Father's Death
5.19.2010 Alma, New Mexico, general store.  The news of my father's death this morning in a hospital in San Antonio was confirmed by a phone call made to my sister Julie, but I had a premonition of it two days before.  I had been trying to hike from Alma to Reserve through the Gila National Forest, hoping to cover 40 miles in four days. However, the 13-year old Forest Service map falsely indicated abandoned trails which no longer existed. My attempt to cross Lost Lake Mountain was defeated. Then I tried to hike an alternate trail up Deep Creek, a stream about six feet wide and six inches deep winding through narrow clefts and gorges. The trail was mostly obliterated and heavily overgrown. I had to ford the creek repeatedly, more than 200 times, to make discouraging progress. Because of the chaos of an uncountable number of fallen logs and new growth, it took more than five hours to cover four miles. Then I noticed an unnamed tributary entering from the east by a 20 foot waterfall.  Uncertain of my present position, I decided to leave the creek and try to cross beyond a high divide to reach a north-south road indicated on my map. However the tributary was even more cluttered than Deep Creek. When night overtook me I scraped a small platform on a steep 45 degree slope to spend a gloomy night. The next morning I continued slowly upwards.  I reached the source of the tributary stream, then continued climbing beyond it into a region of snow patches.

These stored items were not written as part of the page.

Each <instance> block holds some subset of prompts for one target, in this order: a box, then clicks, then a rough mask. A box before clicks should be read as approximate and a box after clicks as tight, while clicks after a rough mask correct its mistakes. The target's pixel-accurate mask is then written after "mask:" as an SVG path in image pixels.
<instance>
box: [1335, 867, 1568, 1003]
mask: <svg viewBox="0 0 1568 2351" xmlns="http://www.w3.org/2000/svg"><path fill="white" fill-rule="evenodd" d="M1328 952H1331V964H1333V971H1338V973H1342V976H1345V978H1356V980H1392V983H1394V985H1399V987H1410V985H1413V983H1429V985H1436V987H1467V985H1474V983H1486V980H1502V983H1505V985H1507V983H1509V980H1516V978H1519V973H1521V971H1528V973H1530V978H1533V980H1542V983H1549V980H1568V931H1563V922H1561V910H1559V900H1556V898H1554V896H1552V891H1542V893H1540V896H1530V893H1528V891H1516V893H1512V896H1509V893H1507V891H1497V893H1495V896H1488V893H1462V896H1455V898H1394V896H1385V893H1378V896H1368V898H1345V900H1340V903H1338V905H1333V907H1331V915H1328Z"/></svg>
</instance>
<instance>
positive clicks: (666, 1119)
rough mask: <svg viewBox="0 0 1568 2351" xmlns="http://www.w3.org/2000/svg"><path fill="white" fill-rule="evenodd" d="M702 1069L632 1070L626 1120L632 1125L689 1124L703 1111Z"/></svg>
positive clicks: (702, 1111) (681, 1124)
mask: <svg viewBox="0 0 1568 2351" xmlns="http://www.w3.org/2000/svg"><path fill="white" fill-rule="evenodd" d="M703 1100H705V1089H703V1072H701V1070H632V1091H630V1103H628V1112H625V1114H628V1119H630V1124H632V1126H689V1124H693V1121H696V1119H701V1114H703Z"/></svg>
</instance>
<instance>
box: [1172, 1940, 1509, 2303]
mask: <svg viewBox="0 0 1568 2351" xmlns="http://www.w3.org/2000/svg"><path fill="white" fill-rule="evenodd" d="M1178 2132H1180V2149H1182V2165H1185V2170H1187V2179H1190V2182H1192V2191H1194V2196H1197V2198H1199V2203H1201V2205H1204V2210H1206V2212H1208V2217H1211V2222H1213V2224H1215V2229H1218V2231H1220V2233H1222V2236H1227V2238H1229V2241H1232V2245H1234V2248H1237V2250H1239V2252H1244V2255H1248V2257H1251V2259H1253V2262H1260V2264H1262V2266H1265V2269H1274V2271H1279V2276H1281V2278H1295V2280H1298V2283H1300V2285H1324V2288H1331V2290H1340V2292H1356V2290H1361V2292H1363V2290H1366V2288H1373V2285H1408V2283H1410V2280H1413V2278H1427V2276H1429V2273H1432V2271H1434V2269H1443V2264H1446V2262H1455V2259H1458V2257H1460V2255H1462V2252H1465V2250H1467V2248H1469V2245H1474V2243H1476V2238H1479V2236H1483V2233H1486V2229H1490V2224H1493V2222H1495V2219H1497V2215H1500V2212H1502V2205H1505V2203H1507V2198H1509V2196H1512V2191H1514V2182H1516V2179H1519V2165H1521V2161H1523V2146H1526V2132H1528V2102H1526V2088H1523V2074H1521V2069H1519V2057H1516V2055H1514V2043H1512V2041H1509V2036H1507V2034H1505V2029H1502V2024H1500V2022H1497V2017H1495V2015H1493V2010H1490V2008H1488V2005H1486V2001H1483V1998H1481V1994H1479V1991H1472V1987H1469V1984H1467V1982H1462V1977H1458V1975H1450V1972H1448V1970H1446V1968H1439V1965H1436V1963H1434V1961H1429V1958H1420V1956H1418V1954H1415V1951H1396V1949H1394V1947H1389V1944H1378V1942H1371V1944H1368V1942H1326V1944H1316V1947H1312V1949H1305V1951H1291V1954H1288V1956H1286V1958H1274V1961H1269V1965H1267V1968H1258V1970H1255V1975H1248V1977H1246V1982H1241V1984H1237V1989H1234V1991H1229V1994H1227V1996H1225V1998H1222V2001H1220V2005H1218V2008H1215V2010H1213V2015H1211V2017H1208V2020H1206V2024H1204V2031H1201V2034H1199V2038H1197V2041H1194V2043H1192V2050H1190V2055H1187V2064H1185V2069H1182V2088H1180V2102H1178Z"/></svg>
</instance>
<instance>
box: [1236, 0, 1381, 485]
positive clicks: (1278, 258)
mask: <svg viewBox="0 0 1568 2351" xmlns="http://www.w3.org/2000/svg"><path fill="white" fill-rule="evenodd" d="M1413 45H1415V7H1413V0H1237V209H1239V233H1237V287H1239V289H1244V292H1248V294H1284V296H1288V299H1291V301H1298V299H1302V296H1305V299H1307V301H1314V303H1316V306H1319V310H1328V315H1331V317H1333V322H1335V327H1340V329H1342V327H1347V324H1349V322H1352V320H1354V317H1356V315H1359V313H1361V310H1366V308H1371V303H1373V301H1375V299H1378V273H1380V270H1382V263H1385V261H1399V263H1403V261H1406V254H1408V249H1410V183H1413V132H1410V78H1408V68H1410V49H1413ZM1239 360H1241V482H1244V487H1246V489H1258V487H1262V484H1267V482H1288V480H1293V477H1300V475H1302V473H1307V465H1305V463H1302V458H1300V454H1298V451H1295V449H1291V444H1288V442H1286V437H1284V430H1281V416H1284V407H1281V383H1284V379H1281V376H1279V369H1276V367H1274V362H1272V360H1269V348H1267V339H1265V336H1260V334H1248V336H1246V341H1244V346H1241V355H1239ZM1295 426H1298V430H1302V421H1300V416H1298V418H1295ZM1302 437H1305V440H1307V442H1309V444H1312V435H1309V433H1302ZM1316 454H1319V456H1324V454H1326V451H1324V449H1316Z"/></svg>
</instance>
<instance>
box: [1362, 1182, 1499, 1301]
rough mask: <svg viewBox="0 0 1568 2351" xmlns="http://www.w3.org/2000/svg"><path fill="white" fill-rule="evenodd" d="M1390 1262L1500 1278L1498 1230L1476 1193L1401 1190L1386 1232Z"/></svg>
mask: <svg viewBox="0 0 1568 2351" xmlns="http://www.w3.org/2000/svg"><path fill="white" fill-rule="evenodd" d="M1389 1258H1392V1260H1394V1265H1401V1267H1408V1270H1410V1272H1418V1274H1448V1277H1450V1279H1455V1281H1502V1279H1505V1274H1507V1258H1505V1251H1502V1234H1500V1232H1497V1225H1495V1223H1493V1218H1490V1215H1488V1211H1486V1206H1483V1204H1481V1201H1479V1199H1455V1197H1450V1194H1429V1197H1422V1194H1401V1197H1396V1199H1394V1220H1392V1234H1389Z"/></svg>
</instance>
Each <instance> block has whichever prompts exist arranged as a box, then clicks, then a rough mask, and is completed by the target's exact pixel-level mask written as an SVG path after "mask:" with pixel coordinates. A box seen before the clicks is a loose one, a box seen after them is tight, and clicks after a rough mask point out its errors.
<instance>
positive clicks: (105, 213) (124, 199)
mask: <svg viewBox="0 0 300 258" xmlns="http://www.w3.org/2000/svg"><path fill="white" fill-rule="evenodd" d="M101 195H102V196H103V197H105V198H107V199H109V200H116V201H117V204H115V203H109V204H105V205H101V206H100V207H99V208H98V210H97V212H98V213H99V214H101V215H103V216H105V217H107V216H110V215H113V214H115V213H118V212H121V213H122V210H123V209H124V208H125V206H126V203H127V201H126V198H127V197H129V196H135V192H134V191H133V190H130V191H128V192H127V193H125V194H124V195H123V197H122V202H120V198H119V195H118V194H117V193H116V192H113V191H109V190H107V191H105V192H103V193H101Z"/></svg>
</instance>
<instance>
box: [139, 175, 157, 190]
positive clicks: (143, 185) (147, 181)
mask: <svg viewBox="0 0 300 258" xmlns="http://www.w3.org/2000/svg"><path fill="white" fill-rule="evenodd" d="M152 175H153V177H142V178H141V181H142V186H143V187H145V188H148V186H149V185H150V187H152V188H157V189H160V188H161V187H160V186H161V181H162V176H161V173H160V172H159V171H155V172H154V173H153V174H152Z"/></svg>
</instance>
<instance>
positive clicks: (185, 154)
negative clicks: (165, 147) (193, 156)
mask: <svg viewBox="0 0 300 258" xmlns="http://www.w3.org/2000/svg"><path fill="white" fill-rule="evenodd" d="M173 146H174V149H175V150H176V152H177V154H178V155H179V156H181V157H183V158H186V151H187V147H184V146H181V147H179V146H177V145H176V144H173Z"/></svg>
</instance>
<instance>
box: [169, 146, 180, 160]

After the tributary steam had been left behind, all sounds and colors faded away as in a dream. The ground was plastered by a drab mat of dead leaves exposed by melting snow. Probably no other human had ventured into this drainage for at least a hundred years since the gold mines played out.  Suddenly without any sound at all a shadow glided over my left shoulder and perched on a tree at eye level, so near to me that I could have touched it with my improvised wooden staff. It was a large owl. Its beautiful plumage of brown feathers with white spots gave it a round appearance which reminded me of the shape of my father's head. I paused and faced the bird which was silently staring at me. "Is this a message from my father?", I wondered. The owl made no movement or sound, just continued staring with a mournful expression in its large black round eyes. Wondering if this might be an inauspicious omen, I continued onwards. A hundred feet later, the owl once again soundlessly swept past my left shoulder and perched staring at me. The multiple layers of its thick plumage reminded me of the folds of loose flesh on my father's corpulent body. I moved on slowly. Then for a third time the owl glided past my left shoulder and perched staring at me, never making a sound. Then I felt surely my father must have died because the sinister omen had repeated three times on my left side in a ghostly scenario.

Shortly afterwards, on reaching an impassible barrier of fallen timber, I was forced to turn back. It took the rest of the day to retrace my steps down to Deep Creek, then return to an abandoned miner's cabin containing gray drums for gold ore marked "26% concentrated crush tomato". The next day I back tracked 16 miles to reach the outskirts of Alma at sunset. Early the next morning at the general store my premonition of his death was confirmed by my sister. I believe the last contact between my father and me occurred in that dream time on the mountain, if his silent presence can be called contact. It was typical of the disappointing silence between us all my life. His last moments of consciousness would have been at about that time because he lapsed into a morphine-induced coma during his last days in the hospital. He was probably not conscious of the moment of his last breath.

His obituary was published in the local Boerne Star newspaper and in the Fort Worth Star-Telegram. My mother's previous death in a Fort Worth hospice on 7/19/2001 was also briefly mentioned in the Star-Telegram without a photo. Their bodies are buried at Oakwood Cemetery in Fort Worth, Texas.